I can't help but think how his presence seems to chase away the darkness of my past. Just for tonight, I'll give in to this comfort. I'll allow myself this moment of peace.
"I'll keep you safe, Bronwyn," Zyx promises, his words wrapping around me like a warm blanket. "We should get some sleep."
I let him help me to my feet, already feeling more tired than before now that he's chased away the memories that plague me. He moves to pull our bedrolls together, and I watch, his movements always so fluid.
It makes me wonder in what other ways he can move so well…
When he's done, he turns to me, opening his arms in invitation.
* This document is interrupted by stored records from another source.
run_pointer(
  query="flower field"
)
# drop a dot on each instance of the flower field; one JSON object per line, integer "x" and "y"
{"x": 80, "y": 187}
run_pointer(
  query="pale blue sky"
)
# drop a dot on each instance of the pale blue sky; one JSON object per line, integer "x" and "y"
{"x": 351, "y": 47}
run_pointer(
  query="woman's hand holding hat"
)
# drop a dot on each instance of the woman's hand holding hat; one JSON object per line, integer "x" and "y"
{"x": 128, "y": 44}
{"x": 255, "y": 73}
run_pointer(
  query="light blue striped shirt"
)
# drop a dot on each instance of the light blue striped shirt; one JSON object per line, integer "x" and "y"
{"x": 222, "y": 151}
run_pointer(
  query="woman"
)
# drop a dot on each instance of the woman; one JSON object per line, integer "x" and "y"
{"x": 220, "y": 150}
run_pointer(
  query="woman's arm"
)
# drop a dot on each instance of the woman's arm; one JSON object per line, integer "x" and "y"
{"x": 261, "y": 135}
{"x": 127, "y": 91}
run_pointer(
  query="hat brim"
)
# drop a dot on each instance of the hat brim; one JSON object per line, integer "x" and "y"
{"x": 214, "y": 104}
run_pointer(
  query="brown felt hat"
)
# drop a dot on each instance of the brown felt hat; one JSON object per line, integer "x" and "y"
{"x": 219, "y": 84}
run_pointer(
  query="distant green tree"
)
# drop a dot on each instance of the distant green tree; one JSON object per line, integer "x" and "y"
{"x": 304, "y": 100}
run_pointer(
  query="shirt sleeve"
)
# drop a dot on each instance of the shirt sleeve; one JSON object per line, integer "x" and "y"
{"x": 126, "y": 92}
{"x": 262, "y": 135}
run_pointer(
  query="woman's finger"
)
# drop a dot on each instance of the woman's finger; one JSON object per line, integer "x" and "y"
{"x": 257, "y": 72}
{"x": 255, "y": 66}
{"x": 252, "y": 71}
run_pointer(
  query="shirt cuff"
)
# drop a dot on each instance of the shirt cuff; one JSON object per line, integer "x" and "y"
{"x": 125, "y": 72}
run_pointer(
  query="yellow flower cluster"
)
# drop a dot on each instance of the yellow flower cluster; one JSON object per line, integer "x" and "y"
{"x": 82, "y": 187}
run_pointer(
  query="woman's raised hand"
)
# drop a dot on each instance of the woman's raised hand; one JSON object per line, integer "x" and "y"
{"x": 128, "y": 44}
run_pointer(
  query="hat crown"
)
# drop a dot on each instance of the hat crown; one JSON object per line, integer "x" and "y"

I don't hesitate, sliding into his embrace as if I've done it a thousand times before.
Zyx pulls me against him, and I sink into his warmth. His body is solid and strong, a stark contrast to the harsh, unforgiving world I've known. I can feel the steady beat of his heart against my cheek, a soothing rhythm that slowly begins to quiet the chaos in my mind.
His wing unfurls, draping over us both like a living blanket. The soft membrane is surprisingly warm, and I want to reach up and touch them. But I hold back.
As sleep begins to claim me, I burrow deeper into Zyx's embrace. His scent surrounds me, like the soft spring rain. It's intoxicating, and I find myself breathing it in deeply, committing it to memory.
My last coherent thought before drifting off is that I never want to give this up. This feeling of safety, of belonging, of being truly seen and accepted. For the first time in years, I fall asleep without fear, wrapped in Zyx's protective embrace.